German industry is characterized by strong sustainable business practices. We are guided by the ethical principles of an “honourable merchant”. I am aware that this concept of ethical business is sometimes misapplied or romanticised. But its essence, with its clear focus on decency and respect, responsibility and integrity, remains true to this day. Companies which act according to this tradition behave in line with the ethical values of our society. They link the entrepreneur’s need for profit, growth, and success with society’s desire for prosperity, favorable social, ecological and labour conditions, as well as continuous innovation
Unfortunately, companies sometimes struggle to live up to these principles on the global scale. The reasons are manifold. Some companies have not yet adapted their management structures well enough to the global challenges. And sometimes companies underestimate the challenges in global markets, for example in the areas of environmental and social standards. But frequently the reason companies find it hard to live up to expectations is that it is increasingly difficult to define the limits of corporate influence in an ever more complex global economy.

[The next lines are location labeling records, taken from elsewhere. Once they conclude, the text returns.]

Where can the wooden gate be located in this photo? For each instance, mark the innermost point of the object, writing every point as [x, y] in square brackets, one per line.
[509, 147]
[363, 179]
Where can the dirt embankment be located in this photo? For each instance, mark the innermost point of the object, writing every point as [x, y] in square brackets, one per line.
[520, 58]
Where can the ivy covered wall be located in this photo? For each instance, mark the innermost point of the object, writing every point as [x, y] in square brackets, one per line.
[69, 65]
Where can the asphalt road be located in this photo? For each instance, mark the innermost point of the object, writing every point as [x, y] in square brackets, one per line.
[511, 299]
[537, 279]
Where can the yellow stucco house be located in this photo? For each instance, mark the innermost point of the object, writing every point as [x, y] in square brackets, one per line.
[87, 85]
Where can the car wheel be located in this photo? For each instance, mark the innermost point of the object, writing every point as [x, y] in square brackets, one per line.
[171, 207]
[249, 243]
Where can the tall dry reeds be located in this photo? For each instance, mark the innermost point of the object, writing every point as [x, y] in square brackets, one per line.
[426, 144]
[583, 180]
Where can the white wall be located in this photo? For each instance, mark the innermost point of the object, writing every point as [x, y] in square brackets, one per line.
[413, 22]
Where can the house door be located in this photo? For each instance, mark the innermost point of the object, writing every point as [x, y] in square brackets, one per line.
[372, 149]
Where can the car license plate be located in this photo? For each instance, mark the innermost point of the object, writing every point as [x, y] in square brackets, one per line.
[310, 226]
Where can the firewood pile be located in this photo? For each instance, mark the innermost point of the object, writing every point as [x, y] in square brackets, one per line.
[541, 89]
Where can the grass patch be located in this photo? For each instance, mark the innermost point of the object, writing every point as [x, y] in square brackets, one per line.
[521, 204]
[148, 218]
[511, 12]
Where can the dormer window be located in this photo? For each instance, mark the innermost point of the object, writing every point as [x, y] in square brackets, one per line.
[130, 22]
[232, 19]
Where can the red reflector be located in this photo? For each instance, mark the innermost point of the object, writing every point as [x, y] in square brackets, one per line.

Nonetheless, I remain convinced that the ethical principles of the “honourable merchant” should guide the global economy. After all, industry shares the same objective as politics: to enable people to live good lives under stable conditions.
The high standard applies both to German companies operating at home and abroad. This is important, as supply and value chains become increasingly globalised. In order to keep them sustainable, voluntary standards for sustainable business, guidelines for companies and international standards – jointly developed with the business community – can be helpful.
High standards must apply globally
BDI has always backed the United Nations Millennium Development Goals and the OECD Guidelines for Multinational Enterprises. Furthermore, the UN Guiding Principles on Business and Human Rights are highly relevant for our companies. We are equally aware of our responsibility for the implementation of the Sustainable Development Agenda 2030 and the Sustainable Development Goals (SDGs) adopted by the United Nations last fall.
At the same time, preserving competitiveness is the precondition for sustainable global development. Only competitive companies are viable and able to engage in countries where the challenges are more pressing than at home. One way to do this are public-private partnerships.
BDI is actively developing sustainability concepts
German industry should use all possibilities for advancing the international sustainability goals. At BDI, we have bundled all the dimensions of sustainability policy in a dedicated working group. Together with its initiative econsense – Forum for Sustainable Development of German Business - BDI is actively participating in the respective political process. In July 2016, at the United Nations in New York, NGOs and trade unions took a stand together with the BDI in presenting a statement on advancing our common ideas for a sustainable global agenda.
Internally, too, we work to advance the SDGs, for example in our committees. We want to see our good ideas and technologies applied worldwide, to help more countries to help themselves. This will also contribute to growing competitiveness in other regions of the world.
Concerted international action for sustainability
Despite all efforts, only reliable, favourable frameworks can ensure that German industry is able to thrive in the global economy and to continue making crucial contributions to sustainability through innovative products. This calls for concerted action by all the major economies. A very good forum is the G20, where Germany’s G20 Presidency represents an outstanding opportunity to boost sustainability in the global economy. BDI will contribute to this through the B20 process and places great hopes in Germany’s upcoming G20 Presidency.
Ulrich Grillo is BDI President and CEO of Grillo-Werke AG.